*Abstract:* Recently there has been a lot of interest in learning common
representations for multiple views of data. These views could belong to
different modalities or languages. Typically, such common representations
are learned using a parallel corpus between the two views (say, 1M images
and their English captions). In this work, we address a real-world scenario
where no direct parallel data is available between two views of interest
(say, V1 and V2) but parallel data is available between each of these
views and a pivot view (V3). We propose a model for learning a common
representation for V1, V2 and V3 using only the parallel data available
between V1V3 and V2V3. The proposed model is generic and even works when
there are n views of interest and only one pivot view which acts as a
bridge between them.
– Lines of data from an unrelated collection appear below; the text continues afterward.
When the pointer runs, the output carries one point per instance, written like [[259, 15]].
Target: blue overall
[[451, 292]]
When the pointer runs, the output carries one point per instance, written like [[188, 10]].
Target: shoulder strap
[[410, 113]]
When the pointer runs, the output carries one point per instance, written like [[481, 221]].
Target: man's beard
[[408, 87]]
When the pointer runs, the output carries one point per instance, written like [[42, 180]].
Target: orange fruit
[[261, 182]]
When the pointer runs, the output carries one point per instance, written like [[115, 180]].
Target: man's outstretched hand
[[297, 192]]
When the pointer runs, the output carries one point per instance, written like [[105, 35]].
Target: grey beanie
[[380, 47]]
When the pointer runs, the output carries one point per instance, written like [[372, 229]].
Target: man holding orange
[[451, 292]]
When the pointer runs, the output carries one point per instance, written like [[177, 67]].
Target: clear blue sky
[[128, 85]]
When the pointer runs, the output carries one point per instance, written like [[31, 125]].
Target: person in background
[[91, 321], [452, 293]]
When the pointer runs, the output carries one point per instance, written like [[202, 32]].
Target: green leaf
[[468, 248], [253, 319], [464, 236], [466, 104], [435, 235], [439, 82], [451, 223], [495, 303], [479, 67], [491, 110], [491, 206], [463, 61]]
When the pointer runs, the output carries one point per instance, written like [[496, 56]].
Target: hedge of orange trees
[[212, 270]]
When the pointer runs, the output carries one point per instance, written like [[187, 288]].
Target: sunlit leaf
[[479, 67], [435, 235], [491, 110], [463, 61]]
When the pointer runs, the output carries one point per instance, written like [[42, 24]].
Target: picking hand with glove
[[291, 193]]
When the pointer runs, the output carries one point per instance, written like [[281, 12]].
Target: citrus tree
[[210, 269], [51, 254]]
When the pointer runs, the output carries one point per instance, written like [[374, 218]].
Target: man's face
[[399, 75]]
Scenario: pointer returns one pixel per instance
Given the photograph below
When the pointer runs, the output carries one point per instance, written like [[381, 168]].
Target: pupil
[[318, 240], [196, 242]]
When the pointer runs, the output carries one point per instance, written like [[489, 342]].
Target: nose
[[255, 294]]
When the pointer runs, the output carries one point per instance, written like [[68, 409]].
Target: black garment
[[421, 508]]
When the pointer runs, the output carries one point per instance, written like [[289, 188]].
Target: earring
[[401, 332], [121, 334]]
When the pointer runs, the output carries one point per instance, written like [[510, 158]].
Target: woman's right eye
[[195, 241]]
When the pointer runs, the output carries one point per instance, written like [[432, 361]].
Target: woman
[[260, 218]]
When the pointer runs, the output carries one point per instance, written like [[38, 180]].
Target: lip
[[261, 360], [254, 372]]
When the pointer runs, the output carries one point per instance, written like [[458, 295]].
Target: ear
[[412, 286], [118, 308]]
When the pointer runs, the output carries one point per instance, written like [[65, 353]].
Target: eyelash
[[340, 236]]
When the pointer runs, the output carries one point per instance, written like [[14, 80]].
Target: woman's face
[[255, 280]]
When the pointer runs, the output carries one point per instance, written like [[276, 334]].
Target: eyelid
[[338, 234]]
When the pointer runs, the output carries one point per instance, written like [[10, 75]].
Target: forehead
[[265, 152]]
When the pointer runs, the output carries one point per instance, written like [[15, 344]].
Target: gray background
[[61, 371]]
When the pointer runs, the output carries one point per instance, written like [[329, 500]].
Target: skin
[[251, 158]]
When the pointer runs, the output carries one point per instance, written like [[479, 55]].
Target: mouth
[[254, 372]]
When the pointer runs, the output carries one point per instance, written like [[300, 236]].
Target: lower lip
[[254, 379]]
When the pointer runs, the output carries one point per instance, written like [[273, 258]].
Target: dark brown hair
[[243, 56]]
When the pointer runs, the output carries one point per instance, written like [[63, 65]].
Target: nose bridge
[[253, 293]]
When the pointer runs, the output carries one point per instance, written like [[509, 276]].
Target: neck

There are two specific downstream applications that
we focus on (i) Transfer learning between languages L1,L2,...,Ln using a pivot
language L and (ii) cross modal access between images and a language L1
using a pivot language L2. We evaluate our model using two datasets : (i)
publicly available multilingual TED corpus and (ii) a new multilingual
multimodal dataset created and released as a part of this work. On both
these datasets, our model outperforms state of the art approaches.

Joint work with Janarthanan R., Sarath Chandar A. P., and Mitesh Khapra.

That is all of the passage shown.